In release everything works correctly and the output seems to be fine. I'm not sure, but maybe the overflow is intentional in harfbuzz and we should use wrapping_add.

[RazrFalcon]

Overflow is 99% an undefined behavior. We should use wrapping_add only if HB actually expects an overflow. Maybe the bug is present only in rustybuzz to begin with.
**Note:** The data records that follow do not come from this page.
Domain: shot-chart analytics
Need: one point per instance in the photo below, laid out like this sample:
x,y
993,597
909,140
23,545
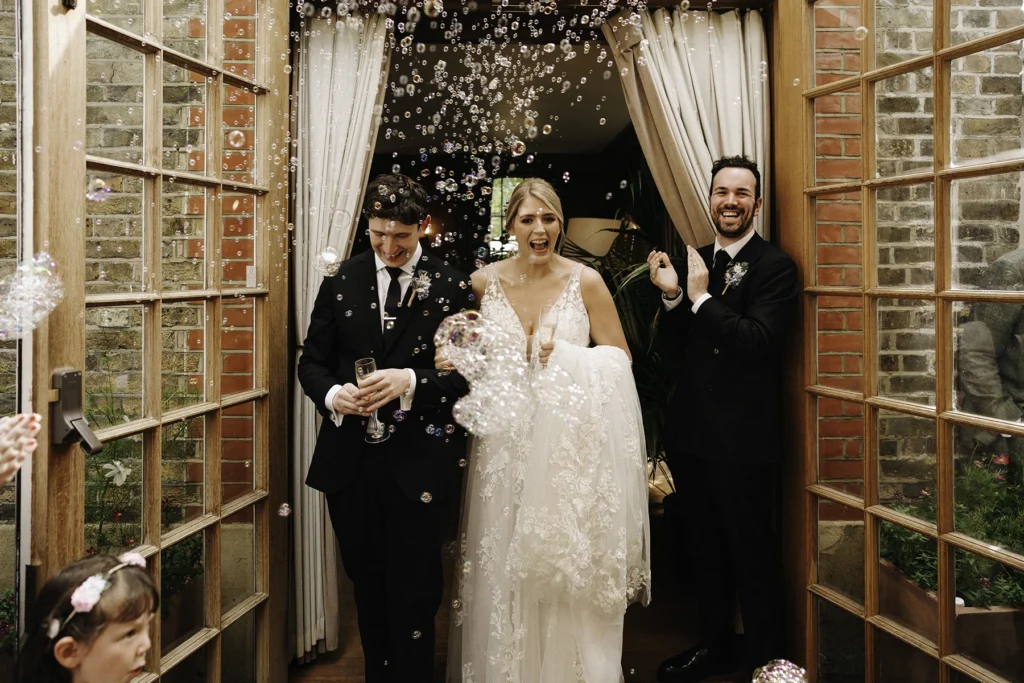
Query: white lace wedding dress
x,y
555,531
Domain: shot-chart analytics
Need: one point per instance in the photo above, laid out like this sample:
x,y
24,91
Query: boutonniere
x,y
420,287
734,274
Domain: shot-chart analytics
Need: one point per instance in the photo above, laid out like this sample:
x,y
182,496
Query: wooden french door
x,y
161,176
905,195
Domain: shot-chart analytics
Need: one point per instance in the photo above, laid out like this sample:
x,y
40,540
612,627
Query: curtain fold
x,y
341,71
696,89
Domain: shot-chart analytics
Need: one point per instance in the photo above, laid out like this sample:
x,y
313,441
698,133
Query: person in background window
x,y
723,433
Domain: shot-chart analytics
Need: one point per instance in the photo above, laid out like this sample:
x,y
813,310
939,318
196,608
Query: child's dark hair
x,y
131,594
395,197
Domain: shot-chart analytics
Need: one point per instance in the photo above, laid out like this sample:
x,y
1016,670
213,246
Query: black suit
x,y
724,439
386,499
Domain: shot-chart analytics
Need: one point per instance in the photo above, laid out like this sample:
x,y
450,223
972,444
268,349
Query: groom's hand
x,y
382,387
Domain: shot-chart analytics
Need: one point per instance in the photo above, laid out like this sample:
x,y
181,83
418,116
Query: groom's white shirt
x,y
383,282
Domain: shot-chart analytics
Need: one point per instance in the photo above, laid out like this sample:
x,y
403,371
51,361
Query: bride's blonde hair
x,y
538,188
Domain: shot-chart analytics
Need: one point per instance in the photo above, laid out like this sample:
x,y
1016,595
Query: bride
x,y
555,532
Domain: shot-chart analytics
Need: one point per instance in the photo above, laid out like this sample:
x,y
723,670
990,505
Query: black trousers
x,y
727,510
391,549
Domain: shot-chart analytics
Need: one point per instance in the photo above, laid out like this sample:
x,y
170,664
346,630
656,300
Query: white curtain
x,y
341,71
696,88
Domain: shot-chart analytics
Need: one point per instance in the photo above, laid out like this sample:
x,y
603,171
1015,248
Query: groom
x,y
724,440
386,500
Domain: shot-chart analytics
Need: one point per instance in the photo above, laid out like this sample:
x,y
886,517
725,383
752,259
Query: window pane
x,y
903,121
839,255
113,365
184,120
908,580
837,137
841,438
182,472
988,491
182,363
904,220
841,549
239,163
985,101
238,469
906,350
902,30
238,558
841,645
114,228
182,581
986,231
114,497
990,626
183,238
906,464
185,26
115,90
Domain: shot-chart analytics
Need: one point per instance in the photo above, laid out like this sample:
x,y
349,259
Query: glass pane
x,y
238,471
987,487
837,45
969,20
841,645
839,256
841,342
114,497
182,363
906,464
238,656
113,365
183,238
841,549
239,163
238,558
902,30
906,350
184,120
841,439
837,137
986,231
124,13
989,626
182,577
896,662
985,102
238,345
903,120
905,235
115,88
114,229
240,39
182,472
908,580
238,257
184,27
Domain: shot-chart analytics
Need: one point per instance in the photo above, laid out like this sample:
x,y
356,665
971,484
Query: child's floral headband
x,y
88,593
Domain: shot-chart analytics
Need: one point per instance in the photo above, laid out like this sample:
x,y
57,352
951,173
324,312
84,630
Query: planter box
x,y
991,636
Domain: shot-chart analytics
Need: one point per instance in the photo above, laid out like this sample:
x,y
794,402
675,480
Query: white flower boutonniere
x,y
420,287
734,274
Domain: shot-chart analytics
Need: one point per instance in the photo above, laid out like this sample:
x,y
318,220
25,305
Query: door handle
x,y
68,424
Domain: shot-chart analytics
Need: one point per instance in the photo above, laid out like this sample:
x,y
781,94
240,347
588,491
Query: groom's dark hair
x,y
395,197
737,162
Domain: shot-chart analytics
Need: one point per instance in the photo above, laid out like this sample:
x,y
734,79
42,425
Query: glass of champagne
x,y
376,432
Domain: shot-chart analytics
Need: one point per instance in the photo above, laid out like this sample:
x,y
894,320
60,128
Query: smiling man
x,y
723,437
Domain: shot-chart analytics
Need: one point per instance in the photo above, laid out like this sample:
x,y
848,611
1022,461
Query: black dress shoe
x,y
697,664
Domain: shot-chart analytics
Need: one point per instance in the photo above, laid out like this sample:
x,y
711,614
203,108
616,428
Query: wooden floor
x,y
652,633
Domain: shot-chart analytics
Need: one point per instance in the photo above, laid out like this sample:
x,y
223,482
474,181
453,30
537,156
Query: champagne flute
x,y
376,432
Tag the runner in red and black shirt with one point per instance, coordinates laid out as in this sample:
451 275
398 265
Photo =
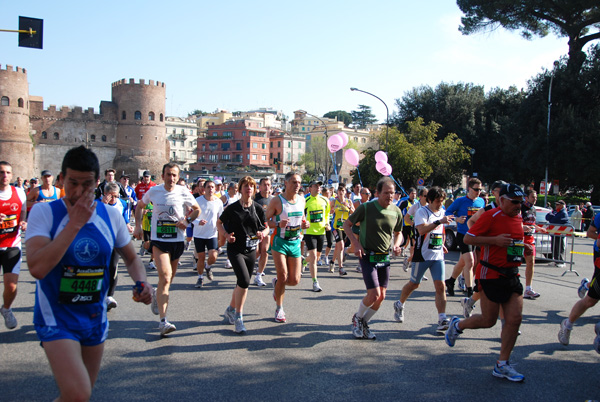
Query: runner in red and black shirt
500 234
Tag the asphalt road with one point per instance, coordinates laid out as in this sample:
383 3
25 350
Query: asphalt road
314 356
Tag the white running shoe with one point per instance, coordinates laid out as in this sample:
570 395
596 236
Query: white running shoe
9 318
166 327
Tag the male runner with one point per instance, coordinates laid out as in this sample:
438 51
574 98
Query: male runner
12 222
462 209
379 221
205 231
168 227
500 232
69 243
285 213
588 291
428 253
317 211
262 198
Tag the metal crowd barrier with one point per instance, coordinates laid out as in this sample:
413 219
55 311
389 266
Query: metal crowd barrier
556 236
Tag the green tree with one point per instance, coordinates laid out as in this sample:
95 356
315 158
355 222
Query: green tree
418 153
577 20
341 116
363 116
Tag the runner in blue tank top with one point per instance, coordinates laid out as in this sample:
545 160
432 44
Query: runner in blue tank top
69 243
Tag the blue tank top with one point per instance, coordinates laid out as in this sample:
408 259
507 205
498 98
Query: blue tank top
72 294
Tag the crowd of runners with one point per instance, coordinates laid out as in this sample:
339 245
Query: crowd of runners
77 231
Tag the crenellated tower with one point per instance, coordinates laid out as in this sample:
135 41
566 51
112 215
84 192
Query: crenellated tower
16 145
141 133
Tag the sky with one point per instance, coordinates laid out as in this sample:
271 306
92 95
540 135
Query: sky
242 55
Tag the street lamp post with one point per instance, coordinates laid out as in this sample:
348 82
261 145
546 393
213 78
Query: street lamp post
326 138
548 135
387 117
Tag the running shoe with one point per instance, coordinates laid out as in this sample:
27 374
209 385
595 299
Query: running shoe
452 333
443 324
258 281
597 338
154 304
467 304
450 286
367 333
239 326
357 327
229 315
507 371
166 327
461 283
398 311
583 288
9 318
564 333
110 303
280 315
531 294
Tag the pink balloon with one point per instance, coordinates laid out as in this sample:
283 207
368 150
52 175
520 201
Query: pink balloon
384 168
334 143
344 138
352 156
380 156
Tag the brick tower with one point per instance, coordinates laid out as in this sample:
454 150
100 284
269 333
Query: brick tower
141 134
16 146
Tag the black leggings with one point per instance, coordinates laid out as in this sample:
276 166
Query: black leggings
243 265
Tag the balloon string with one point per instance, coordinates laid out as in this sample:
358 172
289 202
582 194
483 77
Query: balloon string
399 186
359 179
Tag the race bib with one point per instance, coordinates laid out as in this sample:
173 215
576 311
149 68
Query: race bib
8 224
435 241
80 285
251 242
166 229
514 252
316 216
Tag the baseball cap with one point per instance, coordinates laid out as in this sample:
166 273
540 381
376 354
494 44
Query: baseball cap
511 191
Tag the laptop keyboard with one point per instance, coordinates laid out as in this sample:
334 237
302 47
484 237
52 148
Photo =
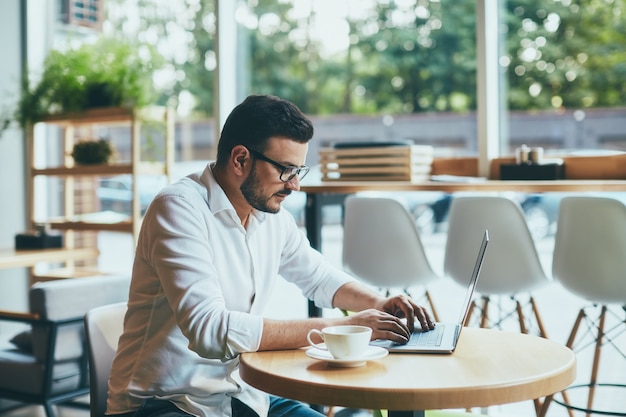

@behdad Does overflow expected in uint8_t next_serial () { return ++serial ? serial : ++serial; } or is this a bug?

Also, what this code even does? In RB we have:

        self.serial += 1;
        if self.serial == 0 {
            self.serial += 1;
        }
        self.serial

instead, which is hopefully the same logic, but without C magic.

[LaurenzV]

The "overflow" also happens in harfbuzz, so it's not just in rustybuzz:

So I think we should in fact use a wrapping add.

[CryZe]

Isn't that UB then and should be fixed upstream as well? (C unfortunately doesn't have a builtin wrapping add, at least not via the standard, but there's gnu extensions and co. that have it and worst case you do a check before incrementing, which should optimize away anyway)

[RazrFalcon]

@CryZe Yes, will wait for @behdad response first. After all, unsigned integer overflow in C/C++ is only partially undefined, since we usually know what will happen (wrap around). Therefore it might be an expected behavior. No idea if a compiler can do anything weird here.

[CryZe]

Ah, yeah I forgot that for unsigned integers it's actually fully defined to wrap around. As per C++ 17 § 6.9.1 4:

Unsigned integers shall obey the laws of arithmetic modulo 2^n where n is the number of bits in the value representation of that particular size of integer. 49)

And footnote 49):

This implies that unsigned arithmetic does not overflow because a result that cannot be represented by the resulting unsigned integer type is reduced modulo the number that is one greater than the largest value that can be represented by the resulting unsigned integer type.

So harfbuzz is not doing anything wrong (at least according to the standard, it could still be a logic error) and rustybuzz should be using wrapping_add.

[behdad]

@behdad Does overflow expected in uint8_t next_serial () { return ++serial ? serial : ++serial; } or is this a bug?

Yes, it's expected that it would just wrap around.